Sikap legowo dan tidak saling menyalahkan (baik minteri, kerumangsan, ego sektoral) harus benar-benar menjadi ruh dari para elit keduanya dalam memandang, menyikapi dan mengejawantahkan masing-masing. Dan yang tak kalah pentingnya, jangan sesekali mempermulus kepentingan kelompoknya, ego pribadinya dan sikap sikap pengkerdilan terhadap siapapun yang tidak sepaham dengan politik praktisnya, kemudian dikemas dan dengan serapi mungkin untuk dijadikan dalih kemashlahatan umat dalam berbangsa dan bernegara, mengatasnamakan Tuhan dan agama sebagai bungkusnya atau apapun itu.

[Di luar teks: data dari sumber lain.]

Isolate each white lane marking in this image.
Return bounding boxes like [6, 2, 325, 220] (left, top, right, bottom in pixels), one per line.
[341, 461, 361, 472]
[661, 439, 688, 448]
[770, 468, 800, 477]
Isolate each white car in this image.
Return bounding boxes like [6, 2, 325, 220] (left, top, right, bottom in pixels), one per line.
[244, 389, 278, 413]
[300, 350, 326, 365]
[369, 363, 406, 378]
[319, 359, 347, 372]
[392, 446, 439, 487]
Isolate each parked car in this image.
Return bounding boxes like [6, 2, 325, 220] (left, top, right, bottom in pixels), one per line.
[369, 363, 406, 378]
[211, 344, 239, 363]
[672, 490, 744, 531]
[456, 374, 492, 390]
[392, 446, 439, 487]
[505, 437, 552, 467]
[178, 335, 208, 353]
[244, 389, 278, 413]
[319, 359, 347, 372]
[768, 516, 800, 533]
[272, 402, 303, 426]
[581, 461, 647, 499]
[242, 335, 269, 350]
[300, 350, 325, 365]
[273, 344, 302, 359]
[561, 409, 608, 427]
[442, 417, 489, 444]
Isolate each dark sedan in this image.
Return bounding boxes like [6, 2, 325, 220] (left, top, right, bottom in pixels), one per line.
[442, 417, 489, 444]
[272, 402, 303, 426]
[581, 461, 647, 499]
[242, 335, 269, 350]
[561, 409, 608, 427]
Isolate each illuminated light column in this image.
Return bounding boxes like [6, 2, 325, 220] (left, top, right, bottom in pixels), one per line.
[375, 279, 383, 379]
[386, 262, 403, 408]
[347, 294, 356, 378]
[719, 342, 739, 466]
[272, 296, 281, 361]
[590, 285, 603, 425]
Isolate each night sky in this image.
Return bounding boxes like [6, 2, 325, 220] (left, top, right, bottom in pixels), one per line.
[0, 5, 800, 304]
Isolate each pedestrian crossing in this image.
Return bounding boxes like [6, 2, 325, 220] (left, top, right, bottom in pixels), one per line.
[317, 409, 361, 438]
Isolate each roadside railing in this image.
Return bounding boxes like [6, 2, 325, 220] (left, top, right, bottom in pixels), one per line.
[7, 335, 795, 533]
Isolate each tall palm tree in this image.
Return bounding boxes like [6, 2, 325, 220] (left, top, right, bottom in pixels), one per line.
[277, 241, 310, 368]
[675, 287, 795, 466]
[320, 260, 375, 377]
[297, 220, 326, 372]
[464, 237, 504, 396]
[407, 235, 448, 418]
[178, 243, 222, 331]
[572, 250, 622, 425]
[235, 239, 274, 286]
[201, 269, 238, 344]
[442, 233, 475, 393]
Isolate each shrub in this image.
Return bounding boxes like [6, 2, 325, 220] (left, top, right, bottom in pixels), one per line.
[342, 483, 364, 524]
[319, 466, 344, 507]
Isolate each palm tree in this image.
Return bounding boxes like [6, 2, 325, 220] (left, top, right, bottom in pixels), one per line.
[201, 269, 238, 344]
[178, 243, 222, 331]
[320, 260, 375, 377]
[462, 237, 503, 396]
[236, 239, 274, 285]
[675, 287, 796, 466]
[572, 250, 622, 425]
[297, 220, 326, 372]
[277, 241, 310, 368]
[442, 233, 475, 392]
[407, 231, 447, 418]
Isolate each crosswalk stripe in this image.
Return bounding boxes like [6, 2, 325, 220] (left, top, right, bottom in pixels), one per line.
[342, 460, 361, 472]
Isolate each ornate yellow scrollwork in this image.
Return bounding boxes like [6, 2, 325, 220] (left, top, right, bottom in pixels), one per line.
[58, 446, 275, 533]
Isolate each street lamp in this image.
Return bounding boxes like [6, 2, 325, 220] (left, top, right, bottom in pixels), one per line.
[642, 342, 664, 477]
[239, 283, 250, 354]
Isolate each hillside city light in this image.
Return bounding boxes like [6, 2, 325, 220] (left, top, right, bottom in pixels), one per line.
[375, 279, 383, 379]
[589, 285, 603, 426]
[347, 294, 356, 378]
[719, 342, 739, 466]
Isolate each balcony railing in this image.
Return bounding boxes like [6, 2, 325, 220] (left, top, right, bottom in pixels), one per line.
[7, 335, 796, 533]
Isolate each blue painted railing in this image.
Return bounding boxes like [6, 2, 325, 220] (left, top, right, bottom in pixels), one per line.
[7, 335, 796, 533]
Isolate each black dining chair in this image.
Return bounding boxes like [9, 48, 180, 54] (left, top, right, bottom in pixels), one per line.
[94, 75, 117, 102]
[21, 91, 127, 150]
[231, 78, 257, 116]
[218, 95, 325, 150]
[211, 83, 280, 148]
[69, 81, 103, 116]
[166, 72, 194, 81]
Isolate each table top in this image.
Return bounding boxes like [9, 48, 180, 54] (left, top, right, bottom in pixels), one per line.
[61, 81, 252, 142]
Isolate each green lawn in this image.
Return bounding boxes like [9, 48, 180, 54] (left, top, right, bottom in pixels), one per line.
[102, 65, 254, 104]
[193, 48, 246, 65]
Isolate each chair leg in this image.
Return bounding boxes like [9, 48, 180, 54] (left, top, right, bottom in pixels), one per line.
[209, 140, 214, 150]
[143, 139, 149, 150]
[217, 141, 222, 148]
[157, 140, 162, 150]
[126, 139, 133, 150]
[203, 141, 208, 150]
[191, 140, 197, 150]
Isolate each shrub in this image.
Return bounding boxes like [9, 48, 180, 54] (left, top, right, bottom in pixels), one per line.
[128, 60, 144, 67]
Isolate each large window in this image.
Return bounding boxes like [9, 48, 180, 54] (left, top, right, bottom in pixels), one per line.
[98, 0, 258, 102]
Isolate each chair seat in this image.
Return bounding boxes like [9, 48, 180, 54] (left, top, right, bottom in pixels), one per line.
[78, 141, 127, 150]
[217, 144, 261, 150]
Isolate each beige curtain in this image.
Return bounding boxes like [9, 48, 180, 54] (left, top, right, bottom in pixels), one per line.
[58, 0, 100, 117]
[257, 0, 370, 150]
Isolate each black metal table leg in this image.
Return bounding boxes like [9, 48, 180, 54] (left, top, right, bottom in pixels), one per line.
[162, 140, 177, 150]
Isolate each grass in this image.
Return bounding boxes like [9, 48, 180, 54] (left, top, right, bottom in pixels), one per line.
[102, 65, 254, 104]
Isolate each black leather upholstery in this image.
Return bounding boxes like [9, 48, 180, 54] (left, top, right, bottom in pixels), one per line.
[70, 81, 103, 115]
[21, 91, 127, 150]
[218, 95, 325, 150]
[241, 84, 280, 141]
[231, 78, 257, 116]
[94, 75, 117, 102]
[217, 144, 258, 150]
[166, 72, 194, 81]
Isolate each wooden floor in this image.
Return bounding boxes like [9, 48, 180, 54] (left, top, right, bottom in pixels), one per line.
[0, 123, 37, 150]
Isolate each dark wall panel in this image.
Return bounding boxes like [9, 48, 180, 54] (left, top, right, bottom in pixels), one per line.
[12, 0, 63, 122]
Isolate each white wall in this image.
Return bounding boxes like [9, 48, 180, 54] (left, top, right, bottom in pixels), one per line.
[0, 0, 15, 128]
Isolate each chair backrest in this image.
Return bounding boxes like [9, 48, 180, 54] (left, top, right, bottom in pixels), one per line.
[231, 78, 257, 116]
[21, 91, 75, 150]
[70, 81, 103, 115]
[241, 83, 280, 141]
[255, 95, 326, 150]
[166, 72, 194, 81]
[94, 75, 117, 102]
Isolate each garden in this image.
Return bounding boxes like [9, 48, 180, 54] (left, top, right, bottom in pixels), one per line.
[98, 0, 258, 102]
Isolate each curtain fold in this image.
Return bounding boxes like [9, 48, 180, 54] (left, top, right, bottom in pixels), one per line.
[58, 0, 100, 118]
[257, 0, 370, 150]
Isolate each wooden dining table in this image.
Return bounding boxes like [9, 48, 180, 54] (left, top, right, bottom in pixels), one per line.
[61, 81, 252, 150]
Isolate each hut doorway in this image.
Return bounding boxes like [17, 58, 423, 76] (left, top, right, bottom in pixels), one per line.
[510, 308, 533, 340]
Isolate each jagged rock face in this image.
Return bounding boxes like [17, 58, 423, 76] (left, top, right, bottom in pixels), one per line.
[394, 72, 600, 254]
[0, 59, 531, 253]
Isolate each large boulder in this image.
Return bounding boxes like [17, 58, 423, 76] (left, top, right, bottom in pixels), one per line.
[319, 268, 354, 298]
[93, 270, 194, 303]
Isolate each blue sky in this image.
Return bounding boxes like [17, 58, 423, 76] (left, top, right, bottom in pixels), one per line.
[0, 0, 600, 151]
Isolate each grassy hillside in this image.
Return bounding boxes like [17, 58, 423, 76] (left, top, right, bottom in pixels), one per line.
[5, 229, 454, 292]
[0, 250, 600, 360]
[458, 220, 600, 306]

Rasanya, ini adalah problem krusial yang sifatnya fundamental, sebaiknya segera dihindarkan jika keduanya tetap ingin berkhidmat bagi bangsa ini.
Yang paripurna, Teruntuk punggawa yang sudah bersikeras banting tulang, remas otak dan peras keringat demi sebuah agama, bangsa dan negara, wabil khusus kepada KH. Hasyim Asy’ari, KH. Bisri Syansuri,KH Wahab Hasbullah, KH. Abdurrahman Wahid, KH. Musthofa Bisri, KH.Munasir Ali, KH. Ilyas Ruchiyad,KH. Muchid Muzadi. Al fatihah.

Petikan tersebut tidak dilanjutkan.